Commercial application:

What is the permitted distance that a ceiling fan may be installed from a sprinkler head?

Ceiling height is ≈ 9ft, grid ceiling.

Western NJ


----------



## Big Mac (Apr 4, 2012)

I don't believe that ceiling fans are specificaaly addressed.  However they cannot be permitted to interfere with the spray pattern from the sprinkler head.  So not only is the distance away an issue but also the distance that it hangs down from the ceiling.  The sprinkler designer should be able to answer question as to what would create interference with the required spray pattern.


----------



## Coug Dad (Apr 4, 2012)

Welcome to the board.  The answer to that which you ask is in NFPA 13 Section 8.6.5.2.10 (2010).  Ceiling fans are specifically addressed in NFPA 13.


----------



## north star (Apr 4, 2012)

*& + >*

*scootk58,*

*Welcome to The Building Codes Forum!....How did you find this Forum?*

*Big Mac is correct!.....The sprinkler discharge pattern cannot be*

*impeded......In the NFPA 13, [ `12 Edition ] Section 8.5.5.2 refers to*

*the requirements regarding **"Obstructions to Sprinkler Discharge Pattern*

*Development"** - must comply with the positioning requirements of Section*

*8.6 thru 8.12.*

*Coug Dad is also correct with his referenced NFPA section......The*

*ceiling fan [ itself ] must be less than 60" and have 50% open plan view*

*[  i.e. - not a lot of ceiling fan blade area ].*

*< + &*


----------



## cda (Apr 4, 2012)

this section only applies to standard sprinklers: pendant and upright

8.6.5.2.1.10*   Sprinklers shall be permitted to be placed without regard to the blades of ceiling fans less than 60 in. (1.5 m) in diameter, provided the plan view of the fan is at least 50 percent open.

A.8.6.5.2.1.10 The housing unit of the ceiling fan is expected to be addressed by the Three Times Rule.


----------



## Big Mac (Apr 4, 2012)

Sorry guys, I should have been more on top of it.  I didn't remember ceiling fans being specifically addressed.


----------



## cda (Apr 4, 2012)

Big Mac said:
			
		

> Sorry guys, I should have been more on top of it.  I didn't remember ceiling fans being specifically addressed.


I thought they were only in 13d for some reason

to many rules!!!!!!!!!!!!


----------



## AegisFPE (Apr 5, 2012)

Here's a link to a NFPA report on HVLS (high volume low speed) fans, such as found in warehouse spaces, and their impact on sprinkler systems.


----------



## FM William Burns (Apr 5, 2012)

Ok I don't mind naming Big *** Fans    We delt with them in a few facilities.
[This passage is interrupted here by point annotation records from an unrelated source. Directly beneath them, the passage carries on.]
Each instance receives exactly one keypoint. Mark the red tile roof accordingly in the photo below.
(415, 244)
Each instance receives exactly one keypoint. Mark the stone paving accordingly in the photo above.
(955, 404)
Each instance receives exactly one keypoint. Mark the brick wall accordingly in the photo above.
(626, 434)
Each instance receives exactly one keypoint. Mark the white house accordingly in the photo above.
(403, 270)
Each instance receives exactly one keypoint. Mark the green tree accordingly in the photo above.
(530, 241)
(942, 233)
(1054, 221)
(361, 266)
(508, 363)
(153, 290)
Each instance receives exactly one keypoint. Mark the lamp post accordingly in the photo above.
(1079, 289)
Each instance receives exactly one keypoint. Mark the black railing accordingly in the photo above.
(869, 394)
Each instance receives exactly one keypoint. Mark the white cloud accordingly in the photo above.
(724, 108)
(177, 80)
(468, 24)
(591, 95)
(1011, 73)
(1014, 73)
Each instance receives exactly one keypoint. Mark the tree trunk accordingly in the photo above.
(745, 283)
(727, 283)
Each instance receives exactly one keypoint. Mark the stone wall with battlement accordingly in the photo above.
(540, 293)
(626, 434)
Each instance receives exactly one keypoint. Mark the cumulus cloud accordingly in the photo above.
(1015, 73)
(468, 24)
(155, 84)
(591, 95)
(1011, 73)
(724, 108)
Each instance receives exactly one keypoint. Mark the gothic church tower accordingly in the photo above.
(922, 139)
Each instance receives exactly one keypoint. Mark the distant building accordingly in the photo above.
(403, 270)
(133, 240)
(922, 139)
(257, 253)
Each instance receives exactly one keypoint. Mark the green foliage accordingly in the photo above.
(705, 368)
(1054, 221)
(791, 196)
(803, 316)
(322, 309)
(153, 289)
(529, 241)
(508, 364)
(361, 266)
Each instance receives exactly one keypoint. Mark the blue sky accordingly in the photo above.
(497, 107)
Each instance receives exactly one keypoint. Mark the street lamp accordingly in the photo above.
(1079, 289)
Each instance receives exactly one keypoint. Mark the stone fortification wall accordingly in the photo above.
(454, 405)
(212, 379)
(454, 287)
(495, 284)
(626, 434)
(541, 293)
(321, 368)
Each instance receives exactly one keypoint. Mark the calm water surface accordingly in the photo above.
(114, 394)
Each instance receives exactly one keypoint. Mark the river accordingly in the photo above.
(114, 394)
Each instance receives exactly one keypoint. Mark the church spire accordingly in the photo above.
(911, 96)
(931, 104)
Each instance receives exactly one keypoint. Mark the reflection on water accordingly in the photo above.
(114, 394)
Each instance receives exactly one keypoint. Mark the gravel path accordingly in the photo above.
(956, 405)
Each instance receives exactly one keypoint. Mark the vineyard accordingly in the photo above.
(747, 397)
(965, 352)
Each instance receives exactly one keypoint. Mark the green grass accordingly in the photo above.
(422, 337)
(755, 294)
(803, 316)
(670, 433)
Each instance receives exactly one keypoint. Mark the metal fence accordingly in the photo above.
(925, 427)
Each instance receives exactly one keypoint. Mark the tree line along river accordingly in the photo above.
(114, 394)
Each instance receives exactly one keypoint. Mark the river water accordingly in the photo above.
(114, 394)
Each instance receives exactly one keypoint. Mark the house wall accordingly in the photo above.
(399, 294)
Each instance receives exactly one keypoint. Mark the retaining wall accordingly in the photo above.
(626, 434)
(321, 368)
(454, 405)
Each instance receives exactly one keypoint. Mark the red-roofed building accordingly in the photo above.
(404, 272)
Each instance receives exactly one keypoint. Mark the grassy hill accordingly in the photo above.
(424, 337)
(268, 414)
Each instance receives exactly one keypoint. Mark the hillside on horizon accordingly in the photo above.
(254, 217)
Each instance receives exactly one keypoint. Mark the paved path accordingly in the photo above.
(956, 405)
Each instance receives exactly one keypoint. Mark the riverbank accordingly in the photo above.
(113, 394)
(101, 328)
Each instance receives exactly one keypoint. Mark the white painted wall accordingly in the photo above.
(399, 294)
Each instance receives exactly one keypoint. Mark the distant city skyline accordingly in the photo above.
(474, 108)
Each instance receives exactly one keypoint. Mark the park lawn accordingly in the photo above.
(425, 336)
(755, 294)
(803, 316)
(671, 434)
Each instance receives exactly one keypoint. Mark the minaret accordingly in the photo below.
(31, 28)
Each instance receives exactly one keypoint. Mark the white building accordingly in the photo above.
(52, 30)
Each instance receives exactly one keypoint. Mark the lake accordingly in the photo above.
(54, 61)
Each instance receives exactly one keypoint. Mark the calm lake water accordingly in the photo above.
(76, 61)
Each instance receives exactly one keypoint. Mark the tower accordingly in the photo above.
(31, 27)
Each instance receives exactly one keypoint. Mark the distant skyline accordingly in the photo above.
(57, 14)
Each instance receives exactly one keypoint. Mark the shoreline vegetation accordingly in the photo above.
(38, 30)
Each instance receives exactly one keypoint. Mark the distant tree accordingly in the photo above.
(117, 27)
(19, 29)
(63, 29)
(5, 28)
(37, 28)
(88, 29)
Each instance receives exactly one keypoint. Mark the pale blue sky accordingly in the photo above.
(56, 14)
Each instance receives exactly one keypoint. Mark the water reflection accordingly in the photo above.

Since the standard was pretty vague regarding the obstruction potentials for helicopter blades we permitted an alternative design option where any activation of a waterflow device within a coverage area zone housing these fans requires all fans in the area to shut down. The manufacturer has relays and detectors in the fans to achieve this function. I believe we addressed this on the old ICC board but I don't have the desire to search for it at the moment. As tested these fans shut down within 45 seconds. Our fans are installed in Extra Hazard & Ord II areas with ELO heads in 25 foot ceiling areas >3 foot below the deflectors and not ESFR or Rack areas studied in the report.


----------